Practical projects (small)
- Retail snapshot: Load a small CSV-like dict into a DataFrame, compute total revenue (price * qty), and show top 3 rows.
- Temperature log: Create a Series with day labels and temperatures; compute mean, min, and day of max temperature (idxmax()).
- Mini catalog: Build a DataFrame with id, name, category; set index to id; practice loc selections by id.
Learning path
- This subskill: DataFrame and Series basics (you are here).
- Data loading and saving: read_csv, read_excel, to_csv.
- Selection and filtering deep dive: boolean masks, query, isin.
- Data cleaning: handling missing values, type conversion, renaming.

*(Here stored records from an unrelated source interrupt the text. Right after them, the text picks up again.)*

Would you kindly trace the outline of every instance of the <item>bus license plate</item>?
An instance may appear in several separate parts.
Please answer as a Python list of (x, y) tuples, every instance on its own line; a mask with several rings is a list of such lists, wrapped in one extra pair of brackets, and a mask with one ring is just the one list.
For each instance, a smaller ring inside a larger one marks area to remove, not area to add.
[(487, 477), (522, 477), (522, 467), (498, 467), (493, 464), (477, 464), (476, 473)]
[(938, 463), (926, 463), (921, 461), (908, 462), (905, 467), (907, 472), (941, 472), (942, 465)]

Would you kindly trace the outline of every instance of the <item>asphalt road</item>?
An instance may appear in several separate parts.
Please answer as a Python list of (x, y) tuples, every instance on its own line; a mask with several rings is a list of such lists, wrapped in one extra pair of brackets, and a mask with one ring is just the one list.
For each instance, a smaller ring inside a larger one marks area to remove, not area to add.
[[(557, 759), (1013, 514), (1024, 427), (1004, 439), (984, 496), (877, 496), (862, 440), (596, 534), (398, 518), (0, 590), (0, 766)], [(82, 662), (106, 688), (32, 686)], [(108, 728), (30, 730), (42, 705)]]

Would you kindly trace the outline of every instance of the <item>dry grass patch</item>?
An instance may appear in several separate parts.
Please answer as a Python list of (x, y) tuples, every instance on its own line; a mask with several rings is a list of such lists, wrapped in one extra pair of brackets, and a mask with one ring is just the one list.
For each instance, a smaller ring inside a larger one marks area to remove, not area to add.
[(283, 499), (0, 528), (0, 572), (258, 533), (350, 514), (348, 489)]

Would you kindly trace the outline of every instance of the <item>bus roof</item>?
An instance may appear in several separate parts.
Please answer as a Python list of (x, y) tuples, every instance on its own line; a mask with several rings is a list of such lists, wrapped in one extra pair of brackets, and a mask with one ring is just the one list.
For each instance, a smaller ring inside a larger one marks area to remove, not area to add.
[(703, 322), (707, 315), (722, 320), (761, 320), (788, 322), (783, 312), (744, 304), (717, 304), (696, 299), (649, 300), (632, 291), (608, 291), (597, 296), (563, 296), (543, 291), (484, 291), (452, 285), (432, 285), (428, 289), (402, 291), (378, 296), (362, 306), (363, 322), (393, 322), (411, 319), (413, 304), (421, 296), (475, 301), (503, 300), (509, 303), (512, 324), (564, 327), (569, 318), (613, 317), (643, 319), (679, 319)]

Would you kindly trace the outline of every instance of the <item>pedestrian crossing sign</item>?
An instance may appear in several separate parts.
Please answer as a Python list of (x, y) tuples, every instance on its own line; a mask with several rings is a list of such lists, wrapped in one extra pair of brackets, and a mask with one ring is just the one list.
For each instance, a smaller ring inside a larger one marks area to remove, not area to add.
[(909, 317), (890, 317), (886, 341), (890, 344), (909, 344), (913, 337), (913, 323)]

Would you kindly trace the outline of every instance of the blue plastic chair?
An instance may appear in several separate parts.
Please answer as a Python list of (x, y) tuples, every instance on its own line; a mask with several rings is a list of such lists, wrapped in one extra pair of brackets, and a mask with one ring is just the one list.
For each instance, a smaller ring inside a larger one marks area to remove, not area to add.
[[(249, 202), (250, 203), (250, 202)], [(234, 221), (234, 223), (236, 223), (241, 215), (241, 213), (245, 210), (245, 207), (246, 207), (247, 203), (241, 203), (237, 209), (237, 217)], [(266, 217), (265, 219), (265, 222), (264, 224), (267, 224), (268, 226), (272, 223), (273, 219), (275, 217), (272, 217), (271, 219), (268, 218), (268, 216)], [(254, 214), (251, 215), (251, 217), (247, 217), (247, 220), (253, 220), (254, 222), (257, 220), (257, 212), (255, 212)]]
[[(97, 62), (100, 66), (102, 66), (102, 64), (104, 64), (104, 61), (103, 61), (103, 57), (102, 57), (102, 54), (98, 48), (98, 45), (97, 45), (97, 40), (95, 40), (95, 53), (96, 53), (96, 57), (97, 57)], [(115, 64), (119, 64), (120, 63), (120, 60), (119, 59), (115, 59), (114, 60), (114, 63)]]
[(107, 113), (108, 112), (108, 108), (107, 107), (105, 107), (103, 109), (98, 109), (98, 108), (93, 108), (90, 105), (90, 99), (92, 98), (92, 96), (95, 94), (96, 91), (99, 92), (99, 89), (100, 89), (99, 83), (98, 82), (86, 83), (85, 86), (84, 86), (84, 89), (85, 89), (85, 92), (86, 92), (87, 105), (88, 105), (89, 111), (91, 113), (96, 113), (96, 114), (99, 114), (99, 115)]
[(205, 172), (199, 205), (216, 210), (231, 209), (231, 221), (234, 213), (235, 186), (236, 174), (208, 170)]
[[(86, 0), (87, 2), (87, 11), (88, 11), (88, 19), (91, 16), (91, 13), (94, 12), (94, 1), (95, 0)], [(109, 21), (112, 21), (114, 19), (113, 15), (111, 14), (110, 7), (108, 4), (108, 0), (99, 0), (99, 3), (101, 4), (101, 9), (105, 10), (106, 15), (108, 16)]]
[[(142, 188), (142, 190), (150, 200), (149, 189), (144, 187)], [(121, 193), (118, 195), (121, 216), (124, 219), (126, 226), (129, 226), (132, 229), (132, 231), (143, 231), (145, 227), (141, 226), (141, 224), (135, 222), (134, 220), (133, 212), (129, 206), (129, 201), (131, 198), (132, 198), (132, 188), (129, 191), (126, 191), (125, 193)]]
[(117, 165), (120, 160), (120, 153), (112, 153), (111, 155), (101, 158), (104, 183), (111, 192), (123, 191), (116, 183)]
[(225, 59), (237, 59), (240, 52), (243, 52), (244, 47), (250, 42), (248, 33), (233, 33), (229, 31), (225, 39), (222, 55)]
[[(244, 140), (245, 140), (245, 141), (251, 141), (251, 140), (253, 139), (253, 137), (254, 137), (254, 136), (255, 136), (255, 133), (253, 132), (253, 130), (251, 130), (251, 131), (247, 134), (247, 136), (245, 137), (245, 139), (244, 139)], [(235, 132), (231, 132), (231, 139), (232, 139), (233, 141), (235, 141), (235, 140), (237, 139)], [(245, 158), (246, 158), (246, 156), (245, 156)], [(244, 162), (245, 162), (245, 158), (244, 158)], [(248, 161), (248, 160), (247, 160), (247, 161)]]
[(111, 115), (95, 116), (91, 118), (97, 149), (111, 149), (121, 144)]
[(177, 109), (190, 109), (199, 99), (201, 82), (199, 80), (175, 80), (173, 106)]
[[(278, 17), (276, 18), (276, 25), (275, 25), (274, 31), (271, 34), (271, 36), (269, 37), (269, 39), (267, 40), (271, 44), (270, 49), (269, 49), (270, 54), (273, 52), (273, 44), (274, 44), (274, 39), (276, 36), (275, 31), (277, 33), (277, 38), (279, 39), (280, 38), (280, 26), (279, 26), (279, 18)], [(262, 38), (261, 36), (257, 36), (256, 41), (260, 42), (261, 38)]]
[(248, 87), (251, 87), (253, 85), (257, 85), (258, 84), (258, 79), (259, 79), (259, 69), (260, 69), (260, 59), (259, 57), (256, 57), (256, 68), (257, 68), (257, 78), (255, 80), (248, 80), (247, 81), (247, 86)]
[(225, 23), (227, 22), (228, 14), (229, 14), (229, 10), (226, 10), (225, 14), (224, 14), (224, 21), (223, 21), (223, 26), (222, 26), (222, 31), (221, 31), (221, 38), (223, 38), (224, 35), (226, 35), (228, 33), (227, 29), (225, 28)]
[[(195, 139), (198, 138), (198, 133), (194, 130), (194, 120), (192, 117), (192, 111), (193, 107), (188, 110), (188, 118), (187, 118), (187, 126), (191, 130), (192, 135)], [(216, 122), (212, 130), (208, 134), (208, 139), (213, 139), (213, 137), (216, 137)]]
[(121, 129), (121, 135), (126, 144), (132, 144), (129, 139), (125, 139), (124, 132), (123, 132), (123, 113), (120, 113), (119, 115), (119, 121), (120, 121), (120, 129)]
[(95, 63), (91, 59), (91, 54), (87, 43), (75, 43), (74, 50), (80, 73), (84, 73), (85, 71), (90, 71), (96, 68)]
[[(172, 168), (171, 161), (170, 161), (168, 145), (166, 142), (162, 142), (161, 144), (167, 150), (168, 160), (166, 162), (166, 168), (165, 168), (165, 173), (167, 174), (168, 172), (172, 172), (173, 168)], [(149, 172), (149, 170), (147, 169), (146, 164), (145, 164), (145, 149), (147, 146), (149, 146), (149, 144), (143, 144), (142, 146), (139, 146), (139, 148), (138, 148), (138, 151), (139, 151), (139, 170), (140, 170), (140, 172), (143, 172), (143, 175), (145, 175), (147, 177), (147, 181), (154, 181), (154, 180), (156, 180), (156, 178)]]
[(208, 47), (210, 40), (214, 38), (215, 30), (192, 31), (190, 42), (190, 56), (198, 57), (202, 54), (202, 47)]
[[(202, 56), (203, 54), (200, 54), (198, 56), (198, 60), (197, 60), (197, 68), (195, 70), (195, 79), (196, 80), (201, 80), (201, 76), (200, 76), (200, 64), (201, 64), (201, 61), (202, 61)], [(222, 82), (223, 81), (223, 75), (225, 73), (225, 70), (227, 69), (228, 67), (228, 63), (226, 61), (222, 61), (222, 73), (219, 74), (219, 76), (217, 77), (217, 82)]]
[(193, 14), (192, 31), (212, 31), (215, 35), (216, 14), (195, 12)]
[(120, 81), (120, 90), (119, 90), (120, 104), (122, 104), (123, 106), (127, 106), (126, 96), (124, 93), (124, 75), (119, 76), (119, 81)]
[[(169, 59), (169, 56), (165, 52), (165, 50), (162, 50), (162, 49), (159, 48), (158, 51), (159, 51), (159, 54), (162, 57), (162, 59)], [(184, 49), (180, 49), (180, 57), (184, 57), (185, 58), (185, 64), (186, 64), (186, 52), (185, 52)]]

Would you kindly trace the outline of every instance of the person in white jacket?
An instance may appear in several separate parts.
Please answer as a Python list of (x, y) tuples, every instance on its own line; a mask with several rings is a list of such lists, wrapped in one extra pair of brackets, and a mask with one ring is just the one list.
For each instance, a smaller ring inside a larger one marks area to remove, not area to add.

- Aggregation: groupby, pivot tables, descriptive stats.
Mini challenge
Create a DataFrame with columns: product ['A','B','C','D'], price [10,15,7,12], qty [3,1,5,2].
- Add a new column 'revenue' = price * qty.
- Set index to 'product'.
- Using loc, get revenue for 'C'. Using iloc, grab the first two rows and 'price' column.
- What's the shape and dtypes?
Peek solution
import pandas as pd
df = pd.DataFrame({
'product':['A','B','C','D'],
'price':[10,15,7,12],
'qty':[3,1,5,2]
})
df['revenue'] = df['price'] * df['qty']
df = df.set_index('product')
rev_c = df.loc['C','revenue']
first_two_prices = df.iloc[0:2, df.columns.get_loc('price')]
print(df.shape)
print(df.dtypes)
Next steps
- Repeat the exercises with a different small dataset to build fluency.
- Move on to selection/filtering patterns with boolean masks and conditions.
- Start using head(), info(), dtypes automatically whenever you load new data.